- Origin: Minneapolis, Minnesota, U.S.
- Genres: Opera
- Years active: 2012–2020
- Members: Founder Karen Brooks Executive Director Cory Johnson
- Website: millcitysummeropera.com

= Mill City Summer Opera =

Mill City Summer Opera was a non-profit performing arts organization that produced live opera in Minneapolis. It produced one opera per year, most of which have been staged in the non-traditional venue of the Ruins Courtyard of the Mill City Museum in Northeast Minneapolis, Minnesota. In 2017, the company produced in the nearby Machine Shop event space due to conservation work taking place in the Ruins Courtyard.
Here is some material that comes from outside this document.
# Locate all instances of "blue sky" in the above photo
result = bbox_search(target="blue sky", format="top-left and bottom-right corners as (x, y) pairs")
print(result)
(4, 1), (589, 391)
The company's inaugural production in July 2012 was the two-act Italian opera Pagliacci, composed by Ruggero Leoncavallo.

The company continued to produce opera and other types of music dramas for the summer arts audience in the Twin Cities every year until it dissolved in 2020, with productions of Gioacchino Rossini's The Barber of Seville in 2013; Giacomo Puccini's Tosca in 2014; Gaetano Donizetti's La fille du régiment in 2015; Stephen Sondheim's Sweeney Todd: The Demon Barber of Fleet Street in 2016; and Ástor Piazzolla's María de Buenos Aires in 2017. In addition, the organization offered alternative educational and contemporary programming, including opera scenes featuring emerging artists in the opera field and fusion programming.